- Born: 19 April 1803 Villeneuve-sur-Yonne, Yonne, France
- Died: 29 October 1878 (aged 75) Villeneuve-sur-Lot, Lot-et-Garonne, France

= Françoise-Apolline Merlin =

French Dominican religious sister

Françoise-Apolline Merlin (religious name Saint-Pierre; 19 April 1803 – 29 October 1878) was a French religious sister and mother general of the Dominican Sisters of Charity of the Presentation of the Blessed Virgin from 1843 until 1858. Her cause for beatification has been initiated in 2008.

==Biography==
===Early life===
Françoise-Apolline was born on 9 April 1803 in the town of Villeneuve-sur-Yonne to Pierre Merlin and Anne Accaut. At the age of 10, her parents both died and her godfather, Abbé Pierret, a priest, served as her guardian and welcomed her and her siblings to his parish house. Growing up, she earned an excellent education and piety through the influence of his godfather.

===Religious life===
When Merlin's oldest sister entered the Dominican Sisters of Charity of the Presentation of the Blessed Virgin in Tours, Françoise-Apolline entered the same congregation as soon as she reached the age of 15. She received the religious habit and made her vows under Adélaïde Combier, taking the name Saint-Pierre. As a religious sister, she stood out for her intelligence and missionary passion, starting her ministry at the local hospitals in Amboise and Saint-Benoît-sur-Loire. In serving the patients, she was remembered as "being open, simple, equanimous, self-sacrificing, mature sister; friendly and jovial".
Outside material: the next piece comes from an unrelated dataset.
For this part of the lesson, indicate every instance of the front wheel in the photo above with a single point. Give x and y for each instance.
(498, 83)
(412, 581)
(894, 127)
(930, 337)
At the age of 40, Merlin was elected the mother general of the expanding congregation, and was re-elected on 6 October 1855. She served for 15 years and during her tenure, more than a thousand novices joined the congregation. Also under her leadership, she established a stronger connection between the Order of Preachers and the congregation.

Just before the elections of 1858, a new archbishop was named in Tours who did not know the congregation. Due to gossip of some unsatisfied sisters supported by an influential priest, the bishop called Merlin to his palace and, without the possibility of giving explanations, ordered her not to participate in the next general chapter and to withdraw to a house far from the general government of the congregation. Merlin left Bretèche forever, seeing this as a sacrifice of herself for the Institute. She retired to Villeneuve sur Lot and lived there for twenty years.

==Beatification process==
On 22 July 2008, the Diocese of Agen opened the cause for the Servant of God Françoise-Apolline Merlin's beatification.